Updated: Jul 3, 2023

Dale Carnegie said to win friends we had to avoid arguments. He thought arguments are usually conducted as fights, with both sides trying to win. And usually, no one does.

We live in what some observers without historical perspective call ‘troubled times’. They think society is more fractious; that there are more disputes, more bitterness, and less interest in the truth.

Much of this is blamed on a new channel of communication – the internet. Social scientists propose that what is playing out on a grand scale over the internet is a massive ‘reasoned’ attempt to find, define and survive our social groups. Disagreement occurs because it is necessary to define social groups.

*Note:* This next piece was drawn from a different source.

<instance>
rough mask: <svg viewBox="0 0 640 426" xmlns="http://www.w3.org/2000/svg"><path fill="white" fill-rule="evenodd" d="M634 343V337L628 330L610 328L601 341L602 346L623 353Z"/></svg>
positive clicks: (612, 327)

Disagreement turns septic if we adopt the idea that there is only one right answer – one truth – on any matter. We reason that our belief must be the truth. If our opponents are wrong, they must have bad intent for thinking so. If they have bad intent, they must be despised.

This attitude is the challenge of using the truth. Your opponents need a reason to trust you – a signal that you have good intent even if you disagree with them. You must connect facts and proposals to their motivations and perspectives. You must listen, and let them work out how your facts and arguments fit their own. You win not by being right, but being trusted by opponents to seek truth that matches their intentions.

Truth is constructive and adaptive, while lies are destructive and self-defeating. Provide the truth courageously, dodge the slings and arrows of your opponent’s tactics, and wait.